More about HKUST
Efficient Neural Networks for Image Recognition and Generation on the Edge
The Hong Kong University of Science and Technology Department of Computer Science and Engineering PhD Thesis Defence Title: "Efficient Neural Networks for Image Recognition and Generation on the Edge" By Mr. Jierun CHEN Abstract: Neural networks have prevailed in many fields, with image recognition and generation as prominent examples. However, the rapid growth in model size and complexity has made them increasingly reliant on cloud servers or high-end GPUs. This dependency incurs high operational costs, privacy concerns, and round-trip latency.
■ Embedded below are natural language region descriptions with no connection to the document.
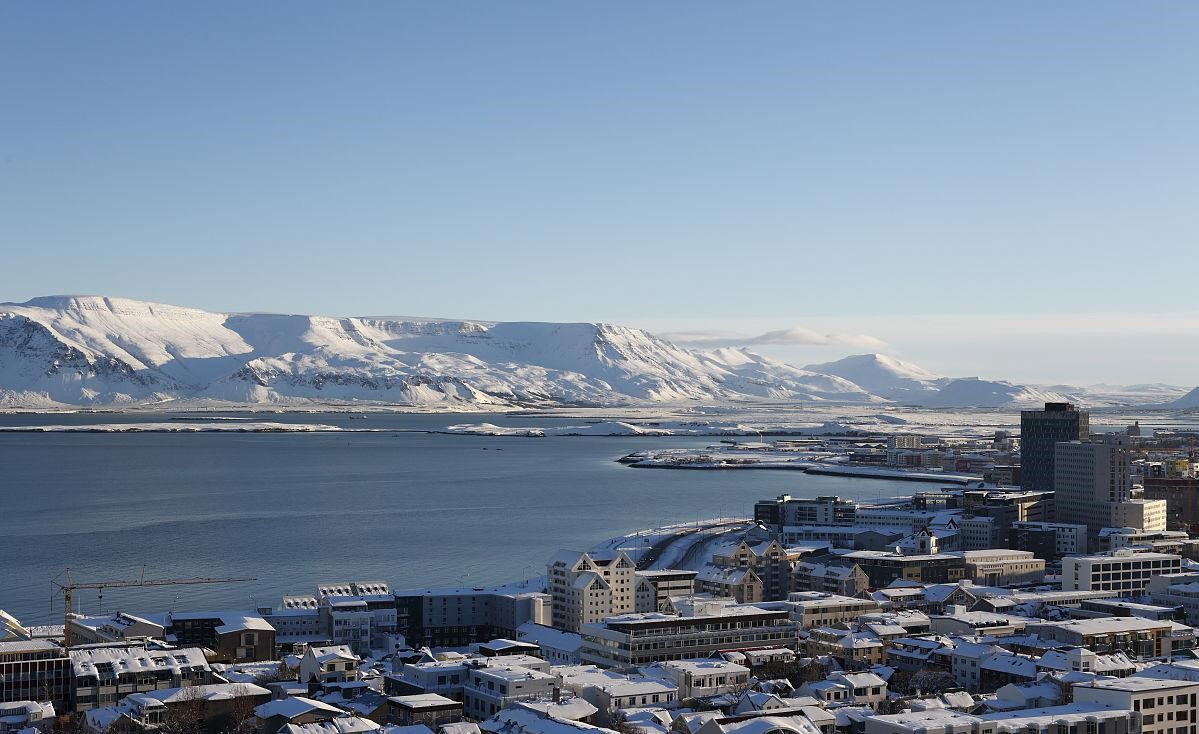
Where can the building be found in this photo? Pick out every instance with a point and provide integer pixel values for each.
(1004, 567)
(103, 675)
(232, 636)
(740, 584)
(296, 621)
(361, 615)
(493, 687)
(461, 617)
(559, 648)
(704, 629)
(1094, 487)
(1049, 541)
(1133, 636)
(25, 715)
(787, 510)
(883, 567)
(830, 577)
(114, 627)
(770, 561)
(585, 588)
(1041, 431)
(1121, 572)
(1072, 719)
(654, 589)
(818, 609)
(35, 669)
(428, 709)
(1167, 707)
(704, 678)
(333, 663)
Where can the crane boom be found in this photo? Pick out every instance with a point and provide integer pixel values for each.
(68, 587)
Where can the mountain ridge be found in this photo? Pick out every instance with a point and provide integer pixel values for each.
(104, 350)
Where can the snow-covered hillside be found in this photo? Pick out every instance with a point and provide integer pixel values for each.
(97, 350)
(92, 350)
(884, 375)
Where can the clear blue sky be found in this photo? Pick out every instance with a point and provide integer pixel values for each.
(670, 164)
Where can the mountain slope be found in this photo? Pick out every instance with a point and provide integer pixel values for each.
(100, 350)
(884, 375)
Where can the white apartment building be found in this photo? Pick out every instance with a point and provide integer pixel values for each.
(818, 609)
(1092, 486)
(588, 587)
(333, 663)
(1167, 707)
(705, 629)
(704, 678)
(489, 689)
(359, 614)
(654, 589)
(1122, 572)
(1004, 567)
(1139, 513)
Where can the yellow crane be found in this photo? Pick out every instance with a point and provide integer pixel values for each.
(67, 587)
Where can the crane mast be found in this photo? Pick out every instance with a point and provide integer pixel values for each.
(67, 587)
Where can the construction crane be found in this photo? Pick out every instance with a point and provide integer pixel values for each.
(68, 587)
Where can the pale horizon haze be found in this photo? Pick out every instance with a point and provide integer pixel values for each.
(1005, 191)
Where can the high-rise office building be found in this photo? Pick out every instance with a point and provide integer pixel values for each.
(1092, 485)
(1089, 479)
(1040, 432)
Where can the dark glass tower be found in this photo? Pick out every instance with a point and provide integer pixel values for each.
(1040, 431)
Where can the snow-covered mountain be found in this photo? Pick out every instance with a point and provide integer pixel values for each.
(884, 375)
(98, 350)
(92, 350)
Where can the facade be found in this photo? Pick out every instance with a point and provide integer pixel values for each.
(818, 609)
(770, 561)
(1004, 567)
(787, 510)
(841, 578)
(489, 689)
(1040, 433)
(361, 615)
(35, 669)
(103, 675)
(1122, 572)
(883, 567)
(232, 636)
(654, 589)
(457, 618)
(1049, 541)
(740, 584)
(585, 588)
(428, 709)
(1133, 636)
(705, 678)
(706, 629)
(1094, 487)
(1167, 707)
(333, 663)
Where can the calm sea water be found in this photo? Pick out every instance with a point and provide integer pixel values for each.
(294, 510)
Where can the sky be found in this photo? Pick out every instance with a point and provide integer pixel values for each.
(1004, 190)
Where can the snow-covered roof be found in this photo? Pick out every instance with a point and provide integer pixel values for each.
(294, 707)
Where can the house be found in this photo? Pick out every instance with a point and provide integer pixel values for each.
(331, 663)
(739, 583)
(702, 678)
(232, 636)
(558, 647)
(585, 588)
(275, 715)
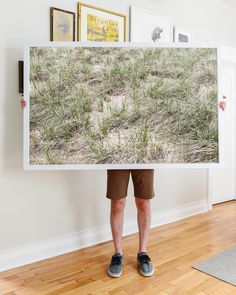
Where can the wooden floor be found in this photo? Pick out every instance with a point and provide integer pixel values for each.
(173, 248)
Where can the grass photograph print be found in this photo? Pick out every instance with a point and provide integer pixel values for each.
(122, 105)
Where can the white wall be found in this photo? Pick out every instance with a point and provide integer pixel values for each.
(37, 205)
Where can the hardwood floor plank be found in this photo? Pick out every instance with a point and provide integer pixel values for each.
(173, 249)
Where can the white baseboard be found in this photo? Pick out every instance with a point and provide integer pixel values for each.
(78, 240)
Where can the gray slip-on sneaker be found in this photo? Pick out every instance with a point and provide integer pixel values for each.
(145, 265)
(115, 267)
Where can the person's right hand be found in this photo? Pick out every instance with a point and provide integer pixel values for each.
(23, 103)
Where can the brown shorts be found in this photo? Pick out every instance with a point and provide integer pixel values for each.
(118, 180)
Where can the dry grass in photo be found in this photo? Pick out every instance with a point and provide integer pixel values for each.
(123, 105)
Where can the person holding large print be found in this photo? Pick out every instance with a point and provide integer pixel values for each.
(117, 185)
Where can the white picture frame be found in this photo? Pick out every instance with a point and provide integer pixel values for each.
(182, 35)
(149, 26)
(26, 119)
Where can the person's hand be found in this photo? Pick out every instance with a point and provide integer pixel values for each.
(222, 104)
(23, 103)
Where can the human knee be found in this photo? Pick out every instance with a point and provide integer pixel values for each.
(143, 204)
(118, 205)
Deploying models to edge and mobile devices is emerging as a promising solution but often faces challenges such as limited memory, long runtime, and unsatisfactory user experience. In the post-Moore's Law era, hardware advancements alone are insufficient to overcome these challenges, highlighting the growing need for designing efficient neural networks for resource-constrained environments. This thesis addresses these critical efficiency bottlenecks by introducing novel operators and architectures that enhance inference speed and reduce model size across various tasks, ranging from layout-specific applications to general visual tasks, and from image recognition to generation. First, we propose Translation Variant Convolution (TVConv), a novel operator optimized for layout-specific applications, such as face recognition, by leveraging spatial feature variance for efficient region-wise processing. Second, we identify inefficiencies in popular depthwise convolution, such as low compute intensity and frequent memory access, and present Partial Convolution (PConv) to overcome these inefficiencies. Building on this, we develop FasterNet, a family of neural networks that achieves considerably faster running speeds across various devices without sacrificing recognition accuracy. Finally, we introduce SnapGen, a highly compact and fast text-to-image model, capable of generating high-quality, high-resolution images directly and instantly on mobile devices. These contributions collectively advance the democratization of neural networks on edge devices, enabling seamless, cost-effective, and privacy-preserving services accessible anytime, anywhere. Date: Monday, 6 January 2025 Time: 3:30pm - 5:30pm Venue: Room 3494 Lifts 25/26 Chairman: Dr. Tuan Anh NGUYEN (LIFS) Committee Members: Prof. Gary CHAN (Supervisor) Prof. Qiong LUO Dr. Dan XU Dr. Jun ZHANG (ECE) Dr. Lai Man PO (CityU)